I can't see an explicit explanation of the arcs in either of the threads where these charts appeared, but the mixture ratio explanation is the only one that makes sense.
Each arc represents a range of oxidizer-fuel mixture ratios for a given propellant. As liquid oxygen (at 1.141 kg/L) is denser than most of the short hydrocarbons, increasing the relative amount of oxidizer increases the average density of the combined propellants, but decreasing the amount of oxidizer improves specific impulse (mainly by shifting the exhaust composition toward simpler molecules, e.g. CO instead of CO2).
An earlier version of the chart appears in a different thread, in which the user Proponent is quoted (from yet another thread?):
Very generally on the top of specific impulse and impulse density, I was thinking about optimal mixture ratios. If oxidizer and fuel have different densities, then impulse density will peak at a mixture ratio corresponding to a higher propellant bulk density than where the specific impulse peaks. The larger the difference in the densities of oxidizer and fuel, the larger will tend to be the difference in the mixture ratios of the two peaks.
... you'd never want to go to a bulk density lower than that of maximum specific impulse or higher than that of maximum impulse density.

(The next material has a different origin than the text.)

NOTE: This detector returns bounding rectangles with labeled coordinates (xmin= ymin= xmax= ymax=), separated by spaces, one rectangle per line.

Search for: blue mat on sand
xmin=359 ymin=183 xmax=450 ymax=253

The upper-left peak of each arc is the point of maximum specific impulse (it's tangent to the horizontal); going further left would yield diminishing performance. The bottom-right of each arc is the point of maximum impulse density (that is, impulse provided per unit volume, which could also be called "volume-specific impulse").
The individual arcs are not representative of changing fuel temperature; each fuel has a pair of separate arcs, one for basic liquification temperature and one for fuel chilled to the higher of (melting-point-plus-10º) or (viscosity = 3.3cP) -- the chilled fuel arcs generally parallel the warm fuel arcs about a third of the chart width to their right.